Letters From Tesla’s Counsel to California DMV Show Greater Wariness of Self-Driving Capability Than Elon Musk’s Public Comments ⇥ arstechnica.com
Timothy B. Lee, Ars Technica:
In a pair of letters last November and December, officials at the California DMV asked Tesla for details about the FSD beta program. Tesla requires drivers using the beta software to actively supervise it so they can quickly intervene if needed. The DMV wanted to know if Tesla planned to relax requirements for human supervision once the software was made available to the general public.
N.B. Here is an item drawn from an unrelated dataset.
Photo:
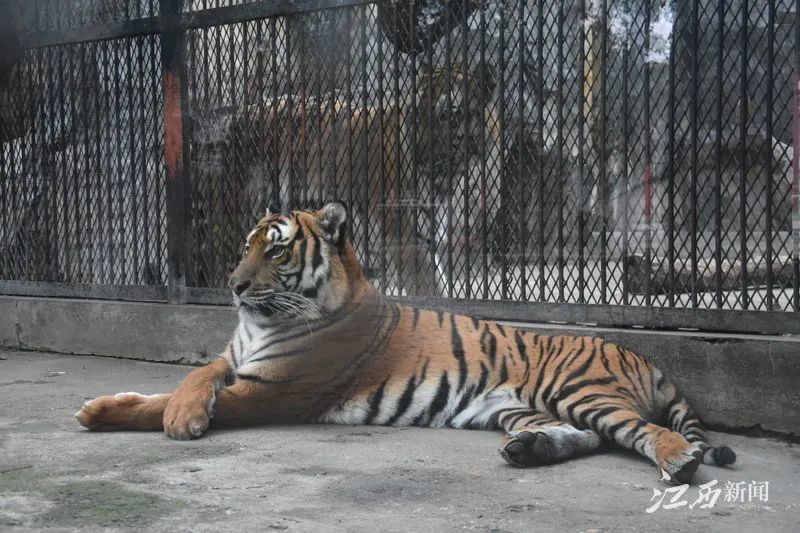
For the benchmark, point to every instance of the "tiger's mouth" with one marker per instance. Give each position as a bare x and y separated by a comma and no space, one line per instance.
269,302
In its first response, sent in November, Tesla emphasized that the beta software had limited functionality. Tesla told state regulators that the software is “not capable of recognizing or responding” to “static objects and road debris, emergency vehicles, construction zones, large uncontrolled intersections with multiple incoming ways, occlusions, adverse weather, complicated or adversarial vehicles in the driving path, and unmapped roads.”
In a December follow-up, Tesla added that “we expect the functionality to remain largely unchanged in a future, full release to the customer fleet.” Tesla added that “we do not expect significant enhancements” that would “shift the responsibility for the entire dynamic driving task to the system.” The system “will continue to be an SAE Level 2, advanced driver-assistance feature.”
Apparently this is the year that we get fully autonomous transportation — assuming Tesla manages to resolve that enormous list of things not recognized by its “full self-driving” software. So this is not the year that we get fully autonomous transportation, and the name of Tesla’s “Autopilot” software is still writing cheques that it cannot cash. Some things never change.